Dilshat Rexit, spokesman for the exiled World Uyghur Congress, said in an e-mail to Reuters that while he wasn't sure who committed the attack, he believed Beijing's policies in the region should be examined. "The volatility of the situation and Beijing's repressive policies in the area have a direct relationship to this," Rexit said. "I urge Beijing not to use this incident as an excuse to expand repressive policies, and instead to adjust policies to ameliorate a deteriorating situation." In a posting on its Chinese-language microblog account, the U.S. Embassy said it offered condolences to victims of the "violent attack", but stopped short of labelling it terrorism. The Xinjiang government could not be immediately reached for comment.

CRACKDOWN
Xi Jinping said police would "step up patrols and security controls over possible terrorist targets and prevent ripple effects", Xinhua reported.
Xi vowed to "severely punish terrorists". A working group led by Guo Shengkun, China's Minister of Public Security, was dispatched to the region to investigate. The attack was the deadliest in a recent series targeting crowded public places in China. In March, 29 people were stabbed to death at a train station in the southwestern city of Kunming. A bomb and knife attack earlier this month at an Urumqi train station killed one bystander and wounded 79. A car burst into flames at the edge of Beijing's Tiananmen Square in October, killing five people, in what Beijing said was a terrorist attack.
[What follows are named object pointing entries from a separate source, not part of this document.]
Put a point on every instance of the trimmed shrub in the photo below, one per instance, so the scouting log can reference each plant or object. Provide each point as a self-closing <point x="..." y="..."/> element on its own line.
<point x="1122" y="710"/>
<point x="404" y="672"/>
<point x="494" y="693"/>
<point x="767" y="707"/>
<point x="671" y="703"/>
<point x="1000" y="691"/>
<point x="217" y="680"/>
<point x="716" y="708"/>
China has said Islamist militants from Xinjiang (East Turkestan) carried out the attacks. Xinjiang (East Turkestan), resource-rich and strategically located on the borders of central Asia, is home to the Uighur people, a mostly Muslim ethnic group who speak a Turkic language and are culturally distinct from China's ethnic Han majority. Violent riots shook the region in 2009, when hundreds of locals took to the streets in Urumqi, burning and smashing vehicles. Dozens were killed in the unrest.

But exiles and rights groups say China's repressive policies that have targeted religious freedoms and economic opportunities for Uighurs are the culprits when it comes to unrest. In recent weeks, China has strengthened a crackdown on Uighurs in the region, jailing dozens for spreading extremist propaganda and manufacturing arms, among other charges. Christopher Johnson, a former China analyst at the CIA, said China's leadership may come to the realisation that a policy of constantly tightening controls on Xinjiang (East Turkestan) may not be effective in preventing attacks.

"I'm kind of doubtful that they are going to announce some sort of more liberal policy," said Johnson, who now works at the Center for Strategic and International Studies in Washington.
"But sooner or later I think they are going to have to come to that reality because the evidence is just smacking them in the face."